At the completion of the confirmation process, we have a file of validated and match-confirmed FX hedging transactions in our treasury management system. This is used to update the position for subsequent risk management analysis and reporting. This information also drives an export to our Kyriba cash management system, which creates and executes the wire payments needed to settle the FX deals in a timely fashion. 3V Finance additionally generates the necessary journal entries for export and posting to the corporate ERP system, SAP.
Interest Rate Risk Management
Our treasury’s activities in managing interest rate risk naturally overlap with some of the requirements for compliance with EMIR and also of course IFRS 13. At bioMerieux, we use our treasury management system to fulfil the necessary administrative, risk analysis and reporting requirements. Our medium term debt is represented by a 7-year bond issue (naturally denominated in euros) that is hedged by derivatives.
The Current Compliance Position at bioMerieux and Beyond
Our deadline for achieving EMIR compliance is 14th February 2014; this will move us on to a higher level of compliance. At the second stage, corporates subject to EMIR will need to be able to report mark-to-market revaluations on a transaction by transaction basis.

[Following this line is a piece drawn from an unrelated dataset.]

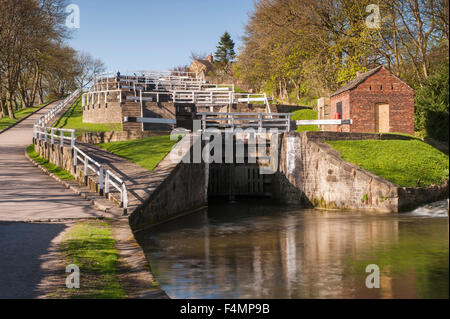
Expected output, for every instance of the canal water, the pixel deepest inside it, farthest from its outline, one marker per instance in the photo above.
(253, 250)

The3V Finance development team is presently completing the necessary work on the TITAN system to finalise this, in accordance with the emerging understanding of the detailed compliance requirements.
Arguably, EMIR presents greater challenges than Dodd-Frank, especially in the detailed interpretation of the mark-to-market requirements for some derivative transactions as they are to be applied to corporates. This lack of clarity obviously makes life more difficult for those who are striving to achieve EMIR compliance, and for the technologists who are designing and delivering the necessarily complex solutions. In order to improve our understanding, we participate in an EMIR compliance discussion meeting that has been organised by AFTE (‘Association Francaise des Tresoriers d’Enterprise’ – the French association of corporate treasurers). We believe that this will not only help us to improve our own level of understanding, it will also support our technology partners’ efforts to complete an effective solution. The AFTE discussion group extends its agenda to issues related to Dodd-Frank and IFRS 13 compliance. We are confident that its activities will continue to help us – and our corporate peers – to work effectively with the regulator, the ECB (European Central Bank) to finalise the details of EMIR compliance.
Having successfully passed the Dodd-Frank compliance deadline in May 2013, we can say that this important part of our project is complete.
Conclusion
We are in the very last stages of a multi-phase project that is enabling us to comply with a daunting set of international financial regulations. The complexities of maintaining up-to-date treasury records, of servicing our subsidiaries’ treasury and cash management requirements, of processing a range FX and interest rate deals, of performing effective risk analysis, of generating the required operational and management reporting, and of complying with the procedural demands of current regulation have together required the delivery and operation of strong and effective technology support for success.
Our participation in the AFTE meeting has helped significantly in clarifying our understanding, and in enabling us to work with our technology vendors to complete solutions that really meet the complex demands of regulatory compliance.